While Tenor would own and manage all three hospitals, Plank said all revenue generated from Wilkes-Barre General Hospital must “stay in Wilkes-Barre” to keep the facility profitable and repay the debt. These conditions were required by Rosemawr Asset Management, he said.
Tenor Chief Executive Officer and founder Radha Savitala told council her nonprofit was established to own and operate hospitals that are financially struggling to ensure access to health care in communities where there is a risk of either competition or hospitals shutting down.
In addition to the three hospitals, the acquisition will include all physician practices and clinics, ambulatory surgery centers, and real estate, Savitala said. Tenor is working to close on the transaction next month.
Nonprofit ownership will ensure profits are reinvested locally, not for the “benefit of equity shareholders in a public company,” she said.
Tenor would establish a community board to provide input and transparency regarding hospital operations and finances, she said.
Based on local feedback, Savitala said needs that must be addressed include staff recruitment and capital improvements.
“If we’re going to have members of the community come to the hospital, we really have to show that we have the ability to invest and improve the equipment and the physical plant, but also improve the inequities of our employees,” Savitala said. “Every aspect of the hospital operations is being looked at and reviewed, and we will do what is right for this hospital and this community.”
While acknowledging Wilkes-Barre General Hospital’s importance providing health care, several council members expressed concerns about the loss of tax revenue.
County taxing bodies are projected to collectively lose more than $1.9 million in real estate tax revenue annually with the purchase, including approximately $328,000 currently received by the county, records show.
Savitala said she welcomes discussions about services that can be provided to “ensure stability and to replace some of the lost revenue from the property taxes.” For example, Tenor may assist with medical screenings and vaccines for Wilkes-Barre’s mobile health unit, she said.
Wilkes-Barre General Hospital CEO Michael Clark told council he is “very confident” Tenor will address recruitment and capital needs and “make the right choices” so the hospital “can continue to flourish.”
Clark also bluntly pointed out this is the first time a buyer has come forward with the “wherewithal to make this sale go through.”
Last year’s proposed purchase by WoodBridge Healthcare Inc. failed to materialize largely due to challenges securing financing, officials said.
”Some people mistakenly think that there are people on the sideline waiting for this to fall through, and then they’ll come in, swoop in, and buy the hospitals,” Clark said. “There’s been at least 10 or 15 different entities that have looked at the purchases and have never gone any further.”
During public comment, Dr.
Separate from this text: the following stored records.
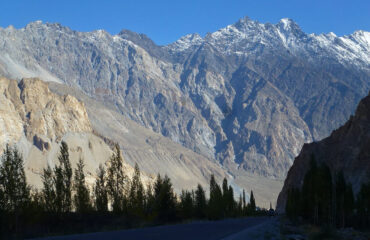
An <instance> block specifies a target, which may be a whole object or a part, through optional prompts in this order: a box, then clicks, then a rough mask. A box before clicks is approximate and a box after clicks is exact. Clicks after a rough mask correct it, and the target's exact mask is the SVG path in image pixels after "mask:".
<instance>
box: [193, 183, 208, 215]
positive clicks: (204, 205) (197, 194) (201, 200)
mask: <svg viewBox="0 0 370 240" xmlns="http://www.w3.org/2000/svg"><path fill="white" fill-rule="evenodd" d="M206 207H207V201H206V193H205V191H204V189H203V187H202V186H201V185H200V184H198V186H197V190H196V191H195V215H196V217H197V218H200V219H203V218H205V217H206Z"/></svg>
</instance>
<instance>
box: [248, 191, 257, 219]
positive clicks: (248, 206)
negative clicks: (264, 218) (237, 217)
mask: <svg viewBox="0 0 370 240" xmlns="http://www.w3.org/2000/svg"><path fill="white" fill-rule="evenodd" d="M247 208H248V212H249V214H251V215H253V214H255V212H256V200H255V199H254V194H253V190H251V195H250V197H249V204H248V206H247Z"/></svg>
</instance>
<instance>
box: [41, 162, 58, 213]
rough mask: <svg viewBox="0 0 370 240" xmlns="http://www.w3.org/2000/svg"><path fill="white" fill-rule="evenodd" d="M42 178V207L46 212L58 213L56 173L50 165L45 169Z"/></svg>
mask: <svg viewBox="0 0 370 240" xmlns="http://www.w3.org/2000/svg"><path fill="white" fill-rule="evenodd" d="M41 178H42V184H43V188H42V194H41V195H42V197H41V198H42V205H43V208H44V210H45V211H46V212H56V211H57V209H56V204H55V202H56V192H55V182H54V172H53V170H52V169H51V168H50V166H49V165H48V166H47V168H44V171H43V174H42V176H41Z"/></svg>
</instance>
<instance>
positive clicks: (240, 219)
mask: <svg viewBox="0 0 370 240" xmlns="http://www.w3.org/2000/svg"><path fill="white" fill-rule="evenodd" d="M270 221H271V220H270V219H269V218H267V217H249V218H243V219H227V220H222V221H215V222H193V223H189V224H178V225H170V226H159V227H151V228H142V229H130V230H122V231H113V232H98V233H89V234H80V235H69V236H60V237H49V238H43V240H46V239H47V240H98V239H99V240H100V239H123V240H141V239H143V240H146V239H148V240H172V239H174V240H183V239H184V240H185V239H186V240H189V239H190V240H198V239H199V240H216V239H217V240H220V239H224V238H228V237H230V236H231V237H232V236H234V235H235V234H237V233H238V232H245V231H246V229H248V228H251V229H253V228H255V227H257V226H258V225H262V224H265V223H268V222H270Z"/></svg>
Michael Tedesco urged council to approve the Tenor proposal.
Tedesco said he moved here in 1987 to work as an obstetrician and estimated he had delivered approximately 10,000 babies in the area.
He said he met with Tenor representatives last week and was “cautiously optimistic” because it has a “vision to bring back services to support this hospital and help it grow.” Like Clark, he said he is unaware of any other entities willing to take on the project.
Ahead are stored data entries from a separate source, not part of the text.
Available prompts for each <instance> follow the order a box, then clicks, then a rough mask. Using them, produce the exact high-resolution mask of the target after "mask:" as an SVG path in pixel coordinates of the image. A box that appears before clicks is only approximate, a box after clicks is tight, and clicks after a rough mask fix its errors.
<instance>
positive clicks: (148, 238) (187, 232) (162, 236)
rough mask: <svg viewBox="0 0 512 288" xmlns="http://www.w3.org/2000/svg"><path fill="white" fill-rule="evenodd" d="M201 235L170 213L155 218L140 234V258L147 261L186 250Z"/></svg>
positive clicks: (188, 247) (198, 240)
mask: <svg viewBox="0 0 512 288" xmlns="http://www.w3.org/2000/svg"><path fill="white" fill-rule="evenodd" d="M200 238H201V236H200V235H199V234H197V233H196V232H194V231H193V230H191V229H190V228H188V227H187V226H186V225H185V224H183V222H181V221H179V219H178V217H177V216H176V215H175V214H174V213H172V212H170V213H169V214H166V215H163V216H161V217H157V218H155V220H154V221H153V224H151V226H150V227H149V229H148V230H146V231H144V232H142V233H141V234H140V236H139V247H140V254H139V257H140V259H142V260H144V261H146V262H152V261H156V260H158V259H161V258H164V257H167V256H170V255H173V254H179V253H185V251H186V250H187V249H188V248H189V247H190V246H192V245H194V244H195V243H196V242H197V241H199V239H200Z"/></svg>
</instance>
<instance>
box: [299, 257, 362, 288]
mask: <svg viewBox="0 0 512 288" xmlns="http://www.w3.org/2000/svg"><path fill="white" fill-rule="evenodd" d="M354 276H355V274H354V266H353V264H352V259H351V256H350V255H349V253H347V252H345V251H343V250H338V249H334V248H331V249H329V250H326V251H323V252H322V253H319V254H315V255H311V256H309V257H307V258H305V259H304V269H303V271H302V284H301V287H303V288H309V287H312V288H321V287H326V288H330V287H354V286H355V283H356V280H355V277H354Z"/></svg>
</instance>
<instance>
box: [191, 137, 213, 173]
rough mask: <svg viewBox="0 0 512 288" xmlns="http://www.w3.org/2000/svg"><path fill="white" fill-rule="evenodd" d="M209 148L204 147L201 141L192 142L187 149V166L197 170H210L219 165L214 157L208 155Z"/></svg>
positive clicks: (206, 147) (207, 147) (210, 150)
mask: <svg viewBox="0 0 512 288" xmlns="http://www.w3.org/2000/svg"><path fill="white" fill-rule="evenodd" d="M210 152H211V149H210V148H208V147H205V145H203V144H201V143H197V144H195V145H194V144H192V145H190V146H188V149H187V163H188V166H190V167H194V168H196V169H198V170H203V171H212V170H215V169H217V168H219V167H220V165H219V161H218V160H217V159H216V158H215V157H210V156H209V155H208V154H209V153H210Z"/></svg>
“The community needs Wilkes-Barre General Hospital,” Tedesco said. “We can’t let this hospital go down.”
Dr. Patrick Conaboy, a family practitioner in Northeastern Pennsylvania for more than 30 years, shared stock prices and other statistics that have convinced him Community Health Systems won’t “continue with Wilkes-Barre General Hospital beyond 2027.”
“People think if this goes away, Wilkes-Barre General will continue on and remain on the tax rolls and everything will be fine,” Conaboy said. “I’m here to tell you that’s not true.”
Conaboy said one option to offset the real estate tax loss could be free X-rays and bloodwork for emergency responders.